Die Abkürzung THC gefüllt mit Bildern von Assoziationen aus der Cannabiswelt

Wichtigste Erkenntnisse

7 Minuten Lesezeit
  • Der Begriff THC bezeichnet umgangssprachlich meist Delta-9-Tetrahydrocannabinol; chemisch existieren jedoch mehrere THC-Isomere mit identischer Summenformel C₂₁H₃₀O₂, die sich nur in der Position einer Doppelbindung unterscheiden.
  • Delta-9-THC ist das in Cannabis am häufigsten vorkommende und psychotrop (bewusstseinsverändernd) stärkste Isomer.

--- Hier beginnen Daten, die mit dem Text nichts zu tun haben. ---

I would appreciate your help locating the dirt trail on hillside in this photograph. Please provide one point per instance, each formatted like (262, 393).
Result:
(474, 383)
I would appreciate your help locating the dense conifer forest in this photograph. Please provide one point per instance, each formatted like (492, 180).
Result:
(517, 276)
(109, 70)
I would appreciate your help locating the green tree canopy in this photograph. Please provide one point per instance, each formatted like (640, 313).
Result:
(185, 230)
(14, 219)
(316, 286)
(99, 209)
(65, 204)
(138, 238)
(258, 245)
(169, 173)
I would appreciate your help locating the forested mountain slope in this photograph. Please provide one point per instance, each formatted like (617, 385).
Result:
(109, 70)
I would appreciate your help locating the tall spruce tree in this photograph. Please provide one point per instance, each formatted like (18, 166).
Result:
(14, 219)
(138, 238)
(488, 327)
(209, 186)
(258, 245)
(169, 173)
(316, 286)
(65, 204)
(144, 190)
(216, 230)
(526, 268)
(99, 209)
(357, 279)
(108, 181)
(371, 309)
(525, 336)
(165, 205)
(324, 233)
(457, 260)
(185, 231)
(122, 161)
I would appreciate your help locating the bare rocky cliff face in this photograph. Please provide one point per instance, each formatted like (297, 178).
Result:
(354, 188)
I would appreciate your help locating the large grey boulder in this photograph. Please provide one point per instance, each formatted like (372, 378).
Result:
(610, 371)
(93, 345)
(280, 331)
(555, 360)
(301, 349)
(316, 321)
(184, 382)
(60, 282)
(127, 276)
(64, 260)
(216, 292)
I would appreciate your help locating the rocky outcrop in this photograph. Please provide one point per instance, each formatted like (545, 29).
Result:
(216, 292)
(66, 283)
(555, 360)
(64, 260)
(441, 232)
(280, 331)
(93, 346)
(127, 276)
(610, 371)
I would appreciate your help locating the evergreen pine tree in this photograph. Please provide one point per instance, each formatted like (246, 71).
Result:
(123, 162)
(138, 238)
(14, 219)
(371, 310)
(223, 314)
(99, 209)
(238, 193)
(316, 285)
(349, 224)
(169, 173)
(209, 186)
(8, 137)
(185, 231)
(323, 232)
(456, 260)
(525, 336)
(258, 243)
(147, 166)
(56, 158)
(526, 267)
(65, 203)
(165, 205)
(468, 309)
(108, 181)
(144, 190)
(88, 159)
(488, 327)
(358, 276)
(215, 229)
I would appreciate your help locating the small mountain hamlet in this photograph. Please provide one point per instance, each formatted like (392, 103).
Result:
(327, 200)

Es wirkt als partieller Agonist an den Cannabinoid-Rezeptoren CB1 und CB2 unseres Endocannabinoidsystems.
  • Delta-8-THC ist ein Stellungsisomer mit ähnlicher, aber schwächerer pharmakologischer Wirkung am CB1-Rezeptor.
  • Weitere Isomere und Homologe wie Delta-10-THC, THCV und THCP unterscheiden sich pharmakologisch teils erheblich – THCP zeigt in vitro etwa eine 33-fach höhere CB1-Bindungsaffinität als Delta-9-THC.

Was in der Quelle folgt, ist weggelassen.